Le Communicateur, which titles its article "France traps Joseph Kabila and betrays DR Congo," says, never mind the Belgians. The problem is that France, by accepting this deal, is letting the U.S. take over Congo entirely, stupidly imagining that stroking the "Anglo-Saxons" will benefit France. France should instead throw all of its weight behind a real mission for pacification of eastern Congo under the auspices of the EU and the international community. It would disarm and repatriate to Rwanda the Interahamwe (anti-Tutsi Hutu guerrillas), depriving Rwandan President Paul Kagame of his pretext for invading Congo. And, says the daily, President Kabila should not listen to the French under present circumstances.

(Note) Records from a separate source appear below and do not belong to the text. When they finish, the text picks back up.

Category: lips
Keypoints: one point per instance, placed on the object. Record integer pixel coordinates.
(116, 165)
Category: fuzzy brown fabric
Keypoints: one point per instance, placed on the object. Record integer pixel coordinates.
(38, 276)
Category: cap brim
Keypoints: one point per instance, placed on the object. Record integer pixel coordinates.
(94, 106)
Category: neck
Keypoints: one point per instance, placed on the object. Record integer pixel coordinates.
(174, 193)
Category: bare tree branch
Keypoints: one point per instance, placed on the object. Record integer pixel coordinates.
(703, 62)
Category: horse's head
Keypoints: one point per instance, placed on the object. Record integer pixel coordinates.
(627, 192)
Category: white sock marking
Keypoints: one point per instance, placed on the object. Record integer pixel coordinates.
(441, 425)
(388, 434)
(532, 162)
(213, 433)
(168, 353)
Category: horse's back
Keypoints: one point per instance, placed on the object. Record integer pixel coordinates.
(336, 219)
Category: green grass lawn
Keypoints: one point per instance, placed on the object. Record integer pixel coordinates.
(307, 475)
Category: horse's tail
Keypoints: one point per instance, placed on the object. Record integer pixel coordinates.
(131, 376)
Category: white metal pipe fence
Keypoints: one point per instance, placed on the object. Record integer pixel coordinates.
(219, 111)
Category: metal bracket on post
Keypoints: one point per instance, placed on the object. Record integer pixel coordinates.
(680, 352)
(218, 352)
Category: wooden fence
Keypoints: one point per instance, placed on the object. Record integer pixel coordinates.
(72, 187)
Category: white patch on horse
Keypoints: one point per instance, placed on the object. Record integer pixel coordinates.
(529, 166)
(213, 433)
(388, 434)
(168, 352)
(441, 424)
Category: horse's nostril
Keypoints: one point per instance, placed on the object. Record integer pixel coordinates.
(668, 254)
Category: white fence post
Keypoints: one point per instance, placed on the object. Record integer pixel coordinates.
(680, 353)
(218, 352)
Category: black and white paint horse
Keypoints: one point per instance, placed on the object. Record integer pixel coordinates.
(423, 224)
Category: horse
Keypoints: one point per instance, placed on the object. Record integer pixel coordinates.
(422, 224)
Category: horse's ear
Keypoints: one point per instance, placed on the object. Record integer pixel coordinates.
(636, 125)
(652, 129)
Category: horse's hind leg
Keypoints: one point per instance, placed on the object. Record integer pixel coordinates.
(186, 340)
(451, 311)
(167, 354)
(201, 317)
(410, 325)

U.S. and Belgium Still Sparring for Influence Over Congo

The Bush Administration is insisting that the current leadership of DR Congo has failed, and elections must be held this June, as originally scheduled. The Belgian government urges that the transition to elected government is behind schedule, but Belgium "apparently still trusts the current Congolese leadership and believes it can meet the security preconditions for credible elections in December 2005, or later." This is the report of Le Potentiel (Kinshasa) March 18, in reference to a closed-door meeting among the foreign ministers of the U.S., Belgium, and France March 15, as well as other discourse among these governments.

The U.S. response to Belgium, says Le Potentiel, emphasizes that, "the street, and political and social forces opposed to any extension of the transition" must be taken into account. (This could be called the "Ukraine argument," inasmuch as a stay-at-home—a strike that includes the unemployed population—has already been staged—in response to the suggestion that elections be delayed—in the place where the chief U.S. agent of influence, Etienne Tshisekedi, has greatest strength: Kinshasa.)